"WHAT'S THAT ABOUT?" Brittany asked, pointing to an ambulance.
The ambulance was parked at the end of the seven-kilometer-long private road from Krasnoyarsk to Stolby. Across the narrow, battered strip of blacktop, a green metal trailer served as a kiosk, selling beer, soda and chips through a small window with metal bars. The trail leading up to the Stolbys from the road was wide, steep and direct through dense trees. We couldn't see any of the climbing. The forest around us seemed strangely dead. No birds chirped in the branches; in fact, there was no sound at all — and nothing to see, except horrendously old trees with long root systems, hard as concrete.
Valeri Khvostenko dismissed Brittany's question with a "bah-it's-not-a-big-deal" wave of his thick hands.
Valeri had a bristling white beard, sparkling blue eyes and a round, strong frame. He was sixty-five; he'd been climbing at Stolby for fifty-plus years. He started the extensive Stolby climbing website stolby.ru and had agreed to share the place with us for the next eight days. Although his English was marginal at best (he greeted us at the Krasnoyarsk airport holding his "Welcome, Jonathan" sign upside down), his bemused goodwill made me feel as if I were meeting my own grandfather, albeit in a mismatched nylon jogging suit and Orlando Magic ballcap.
Oleg, Valeri's son, who spoke solid English and who'd taken a week off work to translate, looked somewhat more like my usual image of a climber: Gore-Tex jacket with an expedition patch, rucksack and black cotton-Lycra knickers. One of the most talented current Stolbists, he'd also been on expeditions to Alaska, Antarctica and Pakistan.

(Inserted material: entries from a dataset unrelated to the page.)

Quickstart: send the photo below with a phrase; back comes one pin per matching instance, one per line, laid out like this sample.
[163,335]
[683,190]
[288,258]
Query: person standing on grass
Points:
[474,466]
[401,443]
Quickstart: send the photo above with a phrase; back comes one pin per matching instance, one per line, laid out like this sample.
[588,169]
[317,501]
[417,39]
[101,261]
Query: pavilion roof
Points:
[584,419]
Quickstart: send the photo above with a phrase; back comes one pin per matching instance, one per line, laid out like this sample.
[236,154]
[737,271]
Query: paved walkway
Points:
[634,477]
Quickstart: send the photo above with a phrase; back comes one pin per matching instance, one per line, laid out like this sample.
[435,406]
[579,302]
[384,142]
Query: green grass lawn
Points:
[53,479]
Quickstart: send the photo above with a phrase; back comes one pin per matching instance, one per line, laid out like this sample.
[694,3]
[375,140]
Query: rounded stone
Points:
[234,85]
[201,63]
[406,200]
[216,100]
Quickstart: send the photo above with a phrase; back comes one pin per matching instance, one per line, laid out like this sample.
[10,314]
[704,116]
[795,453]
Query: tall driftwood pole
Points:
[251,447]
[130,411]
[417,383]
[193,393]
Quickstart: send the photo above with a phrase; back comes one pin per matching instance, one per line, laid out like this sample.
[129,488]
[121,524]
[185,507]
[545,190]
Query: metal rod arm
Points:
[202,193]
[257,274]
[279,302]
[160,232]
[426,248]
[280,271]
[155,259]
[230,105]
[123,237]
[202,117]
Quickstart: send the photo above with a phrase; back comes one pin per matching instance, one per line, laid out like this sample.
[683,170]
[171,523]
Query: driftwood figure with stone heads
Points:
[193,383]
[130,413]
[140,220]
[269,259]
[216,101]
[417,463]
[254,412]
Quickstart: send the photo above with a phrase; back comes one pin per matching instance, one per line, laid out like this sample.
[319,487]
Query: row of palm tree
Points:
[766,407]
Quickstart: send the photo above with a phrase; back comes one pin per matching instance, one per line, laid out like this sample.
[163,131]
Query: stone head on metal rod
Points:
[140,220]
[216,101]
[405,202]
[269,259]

I looked to Oleg to explain.
"It's not a problem," Oleg said. "The ambulance, it waits here on the weekends."
"Exactly how often do climbers die here?" Brittany's eyes narrowed in the same way they did when she thought I was evading a relationship issue. I could tell she was unsatisfied by Valeri's cavalier hand wave.
Valeri gave us another wave.
"No, no, not very often," Oleg said. "Maybe once a month... sometimes two."

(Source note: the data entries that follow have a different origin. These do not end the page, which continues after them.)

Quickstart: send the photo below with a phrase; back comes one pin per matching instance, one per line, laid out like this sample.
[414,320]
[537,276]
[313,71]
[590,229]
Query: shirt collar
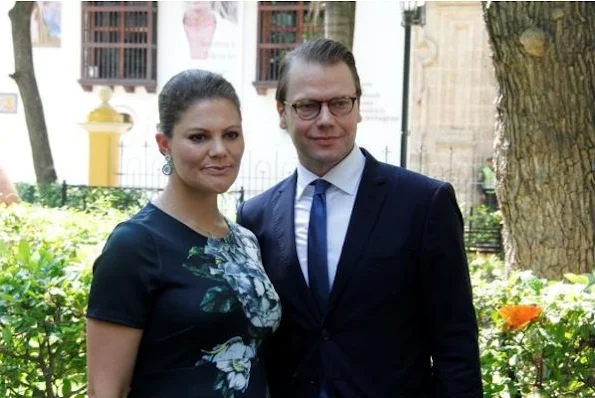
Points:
[345,175]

"Wait," Brittany said. "What? Oh, Jesus!"
"One or two a month?" Burcham mumbled to me. Even his West Virginia drawl couldn't soften the calculations we were all making. "One or two a month for 150 years? Man, that's... that's off the charts."
"Not many deaths," Oleg said for his father, "but yes, on the weekends there are many bones broken."
Valeri nodded and snapped an imaginary twig between his fingers.